---
title: Scikick
abstract: "Collections of data analysis notebooks often lose coherence due to the complex and branching nature of investigations. Scikick is a command line utility for managing ensembles of computational notebooks developed throughout a project by providing simple commands for workflow configuration, report generation, and state management.    "
---





# Preface: Notebook-Centric Workflows 

A thorough data analysis will involve multiple computational notebooks (*e.g.,* in [Rmarkdown](https://rmarkdown.rstudio.com/),  [Jupyter](https://jupyter.org/), or plain scripts). 
Consider this two stage data analysis where `QC.Rmd` provides a cleaned dataset 
for `model.Rmd` to perform modeling:

<pre>
|-- input/raw_data.csv
|-- code
<b>│   |-- QC.Rmd</b>
<b>│   |-- model.Rmd</b>
|-- output/QC/QC_data.csv
|-- report/out_html
|   |-- QC.html
|   |-- model.html
</pre>

Each of these notebooks may be internally complex, but the essence of this workflow is:

**`QC.Rmd` must run before `model.Rmd`**

This simple definition can be applied to:

- Re-execute the notebook collection in the correct order.
- Avoid unnecessary execution of `QC.Rmd` when only `model.Rmd` changes.
- Build a shareable report from the rendered notebooks.
- Collect relevant execution logs.

These features are key to the use of notebooks for complex analyses, however, 
**too much configuration is currently required to accomplish these goals**.
To remain focused on an investigation, tools 
are needed to streamline the organization of notebook collections.

# Scikick

*Scikick* is a command-line-tool for connecting and executing related data analyses 
 with a few simple commands to generate cohesive investigative reports and 
 ensure future reproducibility. 

![Figure 1 (reference to be added upon availability).](../../../source/figure1.png)

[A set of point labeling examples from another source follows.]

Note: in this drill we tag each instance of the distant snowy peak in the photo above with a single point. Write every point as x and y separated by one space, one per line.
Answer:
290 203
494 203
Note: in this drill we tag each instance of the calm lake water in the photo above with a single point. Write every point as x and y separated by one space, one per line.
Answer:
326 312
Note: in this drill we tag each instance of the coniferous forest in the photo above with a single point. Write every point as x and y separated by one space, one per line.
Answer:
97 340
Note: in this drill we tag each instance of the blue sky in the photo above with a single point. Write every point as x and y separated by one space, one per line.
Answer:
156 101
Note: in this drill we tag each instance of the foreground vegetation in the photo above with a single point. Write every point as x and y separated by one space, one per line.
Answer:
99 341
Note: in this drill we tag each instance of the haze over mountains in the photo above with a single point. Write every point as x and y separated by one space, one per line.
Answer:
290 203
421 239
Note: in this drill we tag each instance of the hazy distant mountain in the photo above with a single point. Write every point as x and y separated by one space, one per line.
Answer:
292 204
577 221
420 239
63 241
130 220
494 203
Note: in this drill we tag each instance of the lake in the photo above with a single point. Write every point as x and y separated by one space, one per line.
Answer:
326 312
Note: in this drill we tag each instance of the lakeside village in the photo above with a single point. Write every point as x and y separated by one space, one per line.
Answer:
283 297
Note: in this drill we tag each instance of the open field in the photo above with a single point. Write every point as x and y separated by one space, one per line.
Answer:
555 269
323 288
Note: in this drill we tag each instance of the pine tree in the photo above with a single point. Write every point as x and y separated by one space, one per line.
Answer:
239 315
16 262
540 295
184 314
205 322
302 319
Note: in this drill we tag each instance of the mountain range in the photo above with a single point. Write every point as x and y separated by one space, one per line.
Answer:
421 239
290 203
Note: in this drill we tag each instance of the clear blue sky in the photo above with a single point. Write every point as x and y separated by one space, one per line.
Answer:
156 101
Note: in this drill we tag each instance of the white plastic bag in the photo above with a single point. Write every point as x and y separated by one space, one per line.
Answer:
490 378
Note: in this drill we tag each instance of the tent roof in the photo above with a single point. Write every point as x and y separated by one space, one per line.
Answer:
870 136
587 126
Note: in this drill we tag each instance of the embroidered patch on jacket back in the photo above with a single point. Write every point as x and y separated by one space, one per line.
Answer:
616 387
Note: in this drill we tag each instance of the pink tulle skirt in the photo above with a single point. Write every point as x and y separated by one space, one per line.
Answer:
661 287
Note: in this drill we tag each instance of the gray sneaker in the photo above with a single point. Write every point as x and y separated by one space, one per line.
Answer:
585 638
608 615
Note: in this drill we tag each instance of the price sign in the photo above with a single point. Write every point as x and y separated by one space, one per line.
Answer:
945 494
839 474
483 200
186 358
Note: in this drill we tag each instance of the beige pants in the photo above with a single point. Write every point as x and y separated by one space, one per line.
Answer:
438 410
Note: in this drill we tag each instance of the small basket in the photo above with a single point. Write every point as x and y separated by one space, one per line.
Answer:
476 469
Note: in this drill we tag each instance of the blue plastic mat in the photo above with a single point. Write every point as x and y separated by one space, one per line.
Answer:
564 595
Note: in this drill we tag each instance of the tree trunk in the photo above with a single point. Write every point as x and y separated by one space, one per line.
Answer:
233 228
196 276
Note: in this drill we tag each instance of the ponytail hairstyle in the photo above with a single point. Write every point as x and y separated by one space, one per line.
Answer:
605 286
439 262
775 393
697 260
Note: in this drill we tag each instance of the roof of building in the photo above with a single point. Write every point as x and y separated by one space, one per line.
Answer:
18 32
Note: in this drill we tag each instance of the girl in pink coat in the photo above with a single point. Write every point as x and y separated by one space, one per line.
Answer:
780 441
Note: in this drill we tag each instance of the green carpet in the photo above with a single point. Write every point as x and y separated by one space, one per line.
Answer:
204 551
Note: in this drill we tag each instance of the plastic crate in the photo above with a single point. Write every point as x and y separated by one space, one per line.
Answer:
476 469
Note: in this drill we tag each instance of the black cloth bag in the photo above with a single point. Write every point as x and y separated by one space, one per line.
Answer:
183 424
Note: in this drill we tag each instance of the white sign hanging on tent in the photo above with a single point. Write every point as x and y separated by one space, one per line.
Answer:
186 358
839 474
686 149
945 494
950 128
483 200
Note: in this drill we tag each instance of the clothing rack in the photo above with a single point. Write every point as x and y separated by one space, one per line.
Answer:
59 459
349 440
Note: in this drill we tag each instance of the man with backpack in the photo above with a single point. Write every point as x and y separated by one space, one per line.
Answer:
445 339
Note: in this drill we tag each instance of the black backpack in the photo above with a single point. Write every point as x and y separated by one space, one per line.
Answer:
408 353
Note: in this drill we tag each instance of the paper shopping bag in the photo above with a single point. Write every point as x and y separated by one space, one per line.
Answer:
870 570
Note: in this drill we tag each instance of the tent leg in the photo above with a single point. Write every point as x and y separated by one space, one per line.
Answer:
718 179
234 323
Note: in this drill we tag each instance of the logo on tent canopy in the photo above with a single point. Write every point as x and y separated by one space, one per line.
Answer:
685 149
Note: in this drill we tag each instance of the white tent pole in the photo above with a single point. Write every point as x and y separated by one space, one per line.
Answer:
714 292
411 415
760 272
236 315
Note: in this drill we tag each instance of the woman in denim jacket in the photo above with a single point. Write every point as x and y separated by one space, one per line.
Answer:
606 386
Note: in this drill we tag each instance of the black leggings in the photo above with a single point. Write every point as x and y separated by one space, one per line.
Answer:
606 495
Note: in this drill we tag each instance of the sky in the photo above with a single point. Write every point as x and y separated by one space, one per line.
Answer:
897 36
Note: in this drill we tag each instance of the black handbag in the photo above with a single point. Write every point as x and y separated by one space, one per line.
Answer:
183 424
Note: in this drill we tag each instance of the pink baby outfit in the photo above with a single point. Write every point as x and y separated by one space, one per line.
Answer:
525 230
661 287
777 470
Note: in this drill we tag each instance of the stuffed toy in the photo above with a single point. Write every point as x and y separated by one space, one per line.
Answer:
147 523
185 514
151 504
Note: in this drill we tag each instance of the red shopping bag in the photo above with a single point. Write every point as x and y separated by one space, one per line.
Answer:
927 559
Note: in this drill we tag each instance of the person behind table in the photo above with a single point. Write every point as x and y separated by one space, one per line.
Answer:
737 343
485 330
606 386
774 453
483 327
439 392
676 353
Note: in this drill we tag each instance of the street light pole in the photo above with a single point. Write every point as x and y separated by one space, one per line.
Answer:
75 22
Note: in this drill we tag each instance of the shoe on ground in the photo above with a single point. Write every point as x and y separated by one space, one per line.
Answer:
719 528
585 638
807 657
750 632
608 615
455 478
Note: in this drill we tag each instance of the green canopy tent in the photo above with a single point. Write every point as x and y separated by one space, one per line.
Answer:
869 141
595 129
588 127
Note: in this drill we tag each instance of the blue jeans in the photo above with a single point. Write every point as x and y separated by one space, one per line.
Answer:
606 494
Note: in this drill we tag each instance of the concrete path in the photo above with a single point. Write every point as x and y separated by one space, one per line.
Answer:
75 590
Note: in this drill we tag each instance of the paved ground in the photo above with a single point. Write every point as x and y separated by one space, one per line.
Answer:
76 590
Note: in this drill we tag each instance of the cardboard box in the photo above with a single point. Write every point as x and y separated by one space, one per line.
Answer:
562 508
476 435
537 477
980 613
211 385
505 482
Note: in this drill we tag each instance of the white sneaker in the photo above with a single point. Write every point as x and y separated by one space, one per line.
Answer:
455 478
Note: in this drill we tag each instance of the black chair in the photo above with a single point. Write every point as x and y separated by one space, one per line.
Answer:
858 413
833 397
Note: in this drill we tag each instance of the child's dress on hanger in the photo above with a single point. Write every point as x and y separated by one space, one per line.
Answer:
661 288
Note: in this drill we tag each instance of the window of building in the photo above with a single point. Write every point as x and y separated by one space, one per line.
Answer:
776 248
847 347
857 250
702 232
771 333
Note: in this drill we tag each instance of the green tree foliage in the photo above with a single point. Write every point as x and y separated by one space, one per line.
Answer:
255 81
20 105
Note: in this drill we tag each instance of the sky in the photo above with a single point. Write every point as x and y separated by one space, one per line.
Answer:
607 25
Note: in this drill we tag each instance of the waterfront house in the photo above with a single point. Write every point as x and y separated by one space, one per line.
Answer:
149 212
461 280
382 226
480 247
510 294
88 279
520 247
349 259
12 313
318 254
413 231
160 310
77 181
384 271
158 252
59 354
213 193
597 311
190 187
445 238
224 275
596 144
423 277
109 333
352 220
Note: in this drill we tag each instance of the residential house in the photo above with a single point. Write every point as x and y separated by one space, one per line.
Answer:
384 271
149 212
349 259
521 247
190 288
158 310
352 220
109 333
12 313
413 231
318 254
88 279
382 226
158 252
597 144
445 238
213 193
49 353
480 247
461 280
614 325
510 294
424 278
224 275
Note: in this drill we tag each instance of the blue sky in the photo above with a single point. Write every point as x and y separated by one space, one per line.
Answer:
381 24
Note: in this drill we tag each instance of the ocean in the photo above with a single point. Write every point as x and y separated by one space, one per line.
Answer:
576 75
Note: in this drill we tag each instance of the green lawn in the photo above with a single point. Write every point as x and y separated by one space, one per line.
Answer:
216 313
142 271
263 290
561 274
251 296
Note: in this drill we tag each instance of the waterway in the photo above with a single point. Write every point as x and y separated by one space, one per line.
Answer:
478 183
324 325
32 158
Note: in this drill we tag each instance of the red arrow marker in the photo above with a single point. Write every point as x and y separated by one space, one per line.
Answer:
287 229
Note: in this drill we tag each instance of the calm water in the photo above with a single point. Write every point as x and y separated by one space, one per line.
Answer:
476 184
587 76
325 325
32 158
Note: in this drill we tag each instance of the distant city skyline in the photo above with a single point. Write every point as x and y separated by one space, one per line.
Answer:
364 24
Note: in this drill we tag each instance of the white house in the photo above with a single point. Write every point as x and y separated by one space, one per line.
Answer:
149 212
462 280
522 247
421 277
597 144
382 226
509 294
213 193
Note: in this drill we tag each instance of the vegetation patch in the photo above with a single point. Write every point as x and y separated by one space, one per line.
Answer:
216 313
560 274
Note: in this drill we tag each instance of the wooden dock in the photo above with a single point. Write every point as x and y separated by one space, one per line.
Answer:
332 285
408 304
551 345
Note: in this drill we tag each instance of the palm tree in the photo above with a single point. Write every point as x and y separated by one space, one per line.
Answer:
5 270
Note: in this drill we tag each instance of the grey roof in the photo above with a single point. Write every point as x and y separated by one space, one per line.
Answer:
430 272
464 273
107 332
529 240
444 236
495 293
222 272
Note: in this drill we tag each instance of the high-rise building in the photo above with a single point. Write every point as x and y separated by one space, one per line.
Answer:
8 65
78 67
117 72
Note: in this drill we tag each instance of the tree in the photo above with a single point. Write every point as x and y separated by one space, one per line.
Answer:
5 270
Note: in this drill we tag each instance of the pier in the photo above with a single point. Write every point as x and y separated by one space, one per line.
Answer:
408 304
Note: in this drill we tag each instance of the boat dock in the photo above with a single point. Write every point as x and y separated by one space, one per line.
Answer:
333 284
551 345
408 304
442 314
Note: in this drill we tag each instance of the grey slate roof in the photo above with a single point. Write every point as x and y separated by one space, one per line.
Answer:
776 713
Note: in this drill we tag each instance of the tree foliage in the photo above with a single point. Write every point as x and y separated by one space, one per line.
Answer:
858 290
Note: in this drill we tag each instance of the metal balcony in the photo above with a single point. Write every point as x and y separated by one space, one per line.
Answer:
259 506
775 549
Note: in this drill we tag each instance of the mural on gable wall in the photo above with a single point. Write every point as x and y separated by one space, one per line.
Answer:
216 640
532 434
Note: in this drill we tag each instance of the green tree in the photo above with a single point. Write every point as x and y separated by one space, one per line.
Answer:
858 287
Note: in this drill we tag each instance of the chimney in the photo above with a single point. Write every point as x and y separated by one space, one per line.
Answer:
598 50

Common useful features for *ad hoc* data analysis are managed through Scikick:

 - Preset methods for executing a variety of notebook formats to markdown output 
 - Awareness of up-to-date results
 - Website generation with automated navigation based on workflow definition
 - Collection of page metadata (session info, page runtime, git history)
 - Simple ordering of notebook executions (via user-defined definition)
 - Defining notebook imports (*e.g.* importing functions from source file)

These features allow for easy development of transparent data analysis repositories.

Commands are inspired by git for configuring the workflow: `sk init`, `sk add`, `sk status`, `sk del`, `sk mv`.

Scikick currently contains methods for executing `.R`, `.Rmd`, `.ipynb` (experimental), and `.md` (simple copy) to `.md` output pages. `.md` files are then compiled into a website (currently with `rmarkdown::render_site`).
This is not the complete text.